I thought hard, and then I asked;

“Have you had a moment where you find yourself in a mess?”

Mason shook his head.

“Well, then if you desperately need to know who your real friends are, which all know now is Andrew, get yourself in a mess and see who turns up to help you out of it. Then you know who matters. And that person is worth your time” I answered, “And maybe that person means the world to you than you ever know it.”
“Probably still Andrew,” he said.
Probably”

Mason looked ahead and somewhat the air became almost depressing to bare.

“Mason?” I took courage to ask.
“Yes?” he turned and looked at me with his hazel eyes. Still jealous.

I breathed in, “so... what are your senior plans?”
He smiled, “I just want it to be a good year”

Then as everything felt good to be true, a thunder struck and rain came pouring down.

We ran back home and we stopped by at my house first as it was the closest.

“It was nice talking to you friend” he said puffing trying to take a breath. His nice hair had gotten flat and his clothes were soaking.
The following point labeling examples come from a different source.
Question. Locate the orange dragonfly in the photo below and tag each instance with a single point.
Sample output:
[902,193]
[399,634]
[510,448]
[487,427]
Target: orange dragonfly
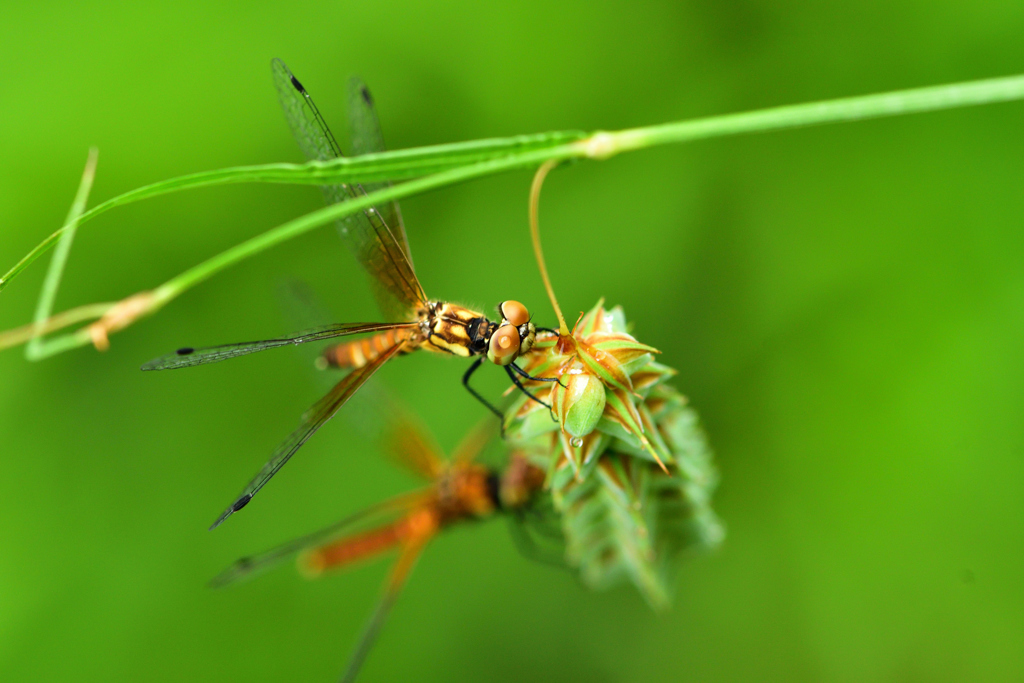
[460,491]
[377,237]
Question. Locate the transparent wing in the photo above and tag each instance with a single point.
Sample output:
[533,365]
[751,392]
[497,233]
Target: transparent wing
[403,565]
[474,442]
[313,419]
[187,356]
[366,138]
[410,443]
[380,250]
[247,567]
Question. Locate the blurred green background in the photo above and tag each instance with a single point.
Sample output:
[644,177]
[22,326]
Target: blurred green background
[845,305]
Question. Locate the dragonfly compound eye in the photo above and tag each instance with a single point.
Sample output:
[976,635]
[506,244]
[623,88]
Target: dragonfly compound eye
[504,346]
[514,312]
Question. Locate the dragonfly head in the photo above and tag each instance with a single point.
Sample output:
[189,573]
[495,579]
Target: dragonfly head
[514,335]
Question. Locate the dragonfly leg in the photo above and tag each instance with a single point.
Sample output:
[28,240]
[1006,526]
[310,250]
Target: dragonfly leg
[465,383]
[515,381]
[522,373]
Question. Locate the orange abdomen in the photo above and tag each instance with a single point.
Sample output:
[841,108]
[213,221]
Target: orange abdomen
[359,352]
[421,523]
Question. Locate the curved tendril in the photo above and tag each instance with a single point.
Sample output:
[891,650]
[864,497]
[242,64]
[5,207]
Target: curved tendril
[535,230]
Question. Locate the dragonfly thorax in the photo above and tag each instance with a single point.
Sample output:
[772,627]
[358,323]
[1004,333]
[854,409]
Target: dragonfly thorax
[465,332]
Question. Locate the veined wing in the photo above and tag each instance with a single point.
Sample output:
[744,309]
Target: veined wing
[402,566]
[366,138]
[313,419]
[250,566]
[187,356]
[378,248]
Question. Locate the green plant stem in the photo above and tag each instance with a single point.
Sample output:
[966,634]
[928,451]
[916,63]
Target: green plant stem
[397,165]
[508,154]
[36,347]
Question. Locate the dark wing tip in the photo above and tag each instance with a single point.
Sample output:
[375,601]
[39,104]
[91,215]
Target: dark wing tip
[231,509]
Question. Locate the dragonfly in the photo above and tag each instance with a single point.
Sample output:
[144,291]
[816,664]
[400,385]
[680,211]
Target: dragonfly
[460,491]
[377,238]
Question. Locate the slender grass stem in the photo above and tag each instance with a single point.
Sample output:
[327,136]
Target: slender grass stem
[36,347]
[438,166]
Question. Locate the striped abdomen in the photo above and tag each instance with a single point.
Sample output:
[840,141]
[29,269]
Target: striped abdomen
[359,352]
[418,525]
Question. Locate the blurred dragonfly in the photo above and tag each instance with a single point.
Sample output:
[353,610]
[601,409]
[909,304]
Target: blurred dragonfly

“Me too friend” I replied with rain dropping onto my face.

“Hey Tori?” Mason asked in a quiet voice, “Yeah?” I replied
“See you tomorrow okay?”
Okay,” I said with a smile on my face, tasting the rainwater as it got into my mouth.

Mason continued to walk back home despite the rain and I watched as he slowly became smaller, and smaller then finally out of sight. The more I looked at him the more my heart did its thing again, making me feel weak in the inside. I felt like punching myself, don't fall for him again Tori. But talking to him made my heart flutter and it hurts more than getting your heart broken.

Because it hurts liking someone you're not sure whether they like you back and it makes you go insane. Maybe that was how Andrew felt towards Flower. All I knew that Flower never really talked about him, even worse noticed his existence expect for Mason Alexander every time he passed down our class together; she'll tug me and I pretend not to care.

I walked inside my house and I saw Mom at the counter. She looked worried, having a mug in front of her then taken sips and I started to think I had gotten myself into trouble.

“Mom, I'm sorry, I walked instead of taking the bus. I walked with Ma –“

“– Victoria, your father had a heart attack.”

I let go of my school bag and loosen my tie, “well, is he going to be okay?”

Mom shook her head. “He's dead Tori”

And I swear, my heart that was pounding hard stopped instantly.



*

Hey guys, so I actually wrote drafts for more chapters by means that I'd probably finish this story. So, it probably won't be like Worn Wings but the feels will still be the same, I hope.